24. Massively Multiplayer online game: E.g. World of Warcraft, Guild Wars and Lineage.
25. Mobile social networking: The next big thing.
26. Music distribution site: iTunes dominates this space.
27. Online Advertising: Can you compete with Google Adsense or Yahoo Publisher Network?
28. Online auction: The charm is fading. e.g. eBay, Overstock.com and Amazon Auctions.
29. Online classifieds: Dominated by Craigslist
30. Online surveys: e.g. Polldaddy, Survey Monkey.
31. Open source: Create a free web 2.0 site creator e.g. wordpress.org and make money from consulting and support. In case of Wordpress, third party developers sell themes and make money.
32. Outsourcing marketplaces: A step up from classified sites. e.g. Elance, Rentacoder and Guru.com.
33. Online Payments: Can you compete with PayPal and Google Checkout. The trend is towards mobile payments.
34. Human-powered Search: e.g. Mahalo, Chacha.
35. Personalized start page: One stop aggregator sites e.g. Pageflakes, netvibes or iGoogle. An example of feature-only web 2.0 offering that any big fish can copy.
36. Photo sharing: Can you compete with Flickr, Photobucket or Imageshack?
37. Real estate: Under presure during recession. e.g. Redfin, Trulia and Zillow.
38. Recommender system: e.g.Pandora (music), Netflix(Movies), StumbleUpon (links), Last.fm (Music)

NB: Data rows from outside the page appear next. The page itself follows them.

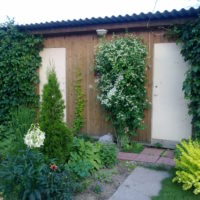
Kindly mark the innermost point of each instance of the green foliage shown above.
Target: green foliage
(12, 135)
(130, 146)
(19, 61)
(58, 141)
(58, 136)
(120, 67)
(188, 35)
(80, 168)
(172, 191)
(58, 183)
(80, 103)
(26, 176)
(19, 174)
(105, 176)
(188, 167)
(52, 104)
(84, 157)
(108, 155)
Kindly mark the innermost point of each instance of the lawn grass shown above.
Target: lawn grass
(173, 191)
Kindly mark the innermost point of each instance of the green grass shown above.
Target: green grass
(173, 191)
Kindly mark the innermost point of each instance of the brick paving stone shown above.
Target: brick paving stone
(166, 161)
(127, 156)
(168, 154)
(147, 158)
(152, 151)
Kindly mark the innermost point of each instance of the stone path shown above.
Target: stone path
(141, 184)
(150, 155)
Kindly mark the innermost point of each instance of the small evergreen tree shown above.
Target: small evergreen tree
(58, 136)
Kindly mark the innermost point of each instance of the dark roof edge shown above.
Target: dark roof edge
(166, 15)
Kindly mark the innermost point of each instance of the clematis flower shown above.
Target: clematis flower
(34, 137)
(53, 167)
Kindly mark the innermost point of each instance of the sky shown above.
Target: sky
(36, 11)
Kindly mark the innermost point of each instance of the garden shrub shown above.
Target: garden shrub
(86, 153)
(58, 136)
(19, 61)
(188, 165)
(130, 146)
(120, 69)
(12, 135)
(187, 34)
(27, 176)
(108, 155)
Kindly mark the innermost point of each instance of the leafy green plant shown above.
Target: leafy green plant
(18, 176)
(187, 35)
(27, 176)
(188, 168)
(12, 135)
(86, 153)
(79, 104)
(58, 136)
(57, 182)
(108, 155)
(120, 70)
(19, 61)
(105, 176)
(80, 168)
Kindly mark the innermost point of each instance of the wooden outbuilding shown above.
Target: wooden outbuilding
(71, 45)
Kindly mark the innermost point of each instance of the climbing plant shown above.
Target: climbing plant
(120, 70)
(79, 104)
(187, 35)
(19, 60)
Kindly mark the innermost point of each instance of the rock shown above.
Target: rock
(108, 138)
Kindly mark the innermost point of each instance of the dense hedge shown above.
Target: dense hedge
(19, 60)
(188, 35)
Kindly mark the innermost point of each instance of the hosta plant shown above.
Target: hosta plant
(188, 165)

39. Search engine: Google still can't do good blog search. Searching across social neyworking and bookmaking sites is still unfinished. But, you need resourecs and great programming talent.
40. Selling content digtally: e.g. Sell ebooks or t-shirts through Cafepress (anything), Lulu (books)
41. Social networking site: This one generates the most number of copycats. Dominated by Facebook, Orkut, Myspace and some others.
42. Software as a Service (SaaS): Hosting business software on a server and offering subscriptions to businesses. e.g. Google Apps Suite, Salesforce.com, Microsoft Office Live, Microsoft Windows Live, Zoho Office Suite, and 37Signals products.
43. Travel site: Dominated by Portals such as Expedia and aggregators such as Kayak.
44. Vertical search engine: e.g. Kayak.com (Travel Deals Search).
45. Virtual worlds: Social Networking through digital personas. e.g. Second Life, Habbo, Gaia Online and There.
46. Voice over Internet Protocol (VoIP) sites: Once, a very hot area. A lot has changed after the Vonage story. Most famous example: Skype
47. Web Analytics: An area dominated by multi-featured free software. e.g. Google Analytics, Statcounter, Sitemeter.
48. Web and mobile messaging: Meebo is the best service that allows users access to different messaging platforms through a single interface.
49. Web Conferencing: At its simplest, Campfirenow from 37signals that allows members of team to chat.
50. Webmail: This area is still promising. But can you challenge Gmail, Yahoo Mail?
51. Wiki: Getting users to pay for creating wikis is tough. Only a few including pbWki are attempting it.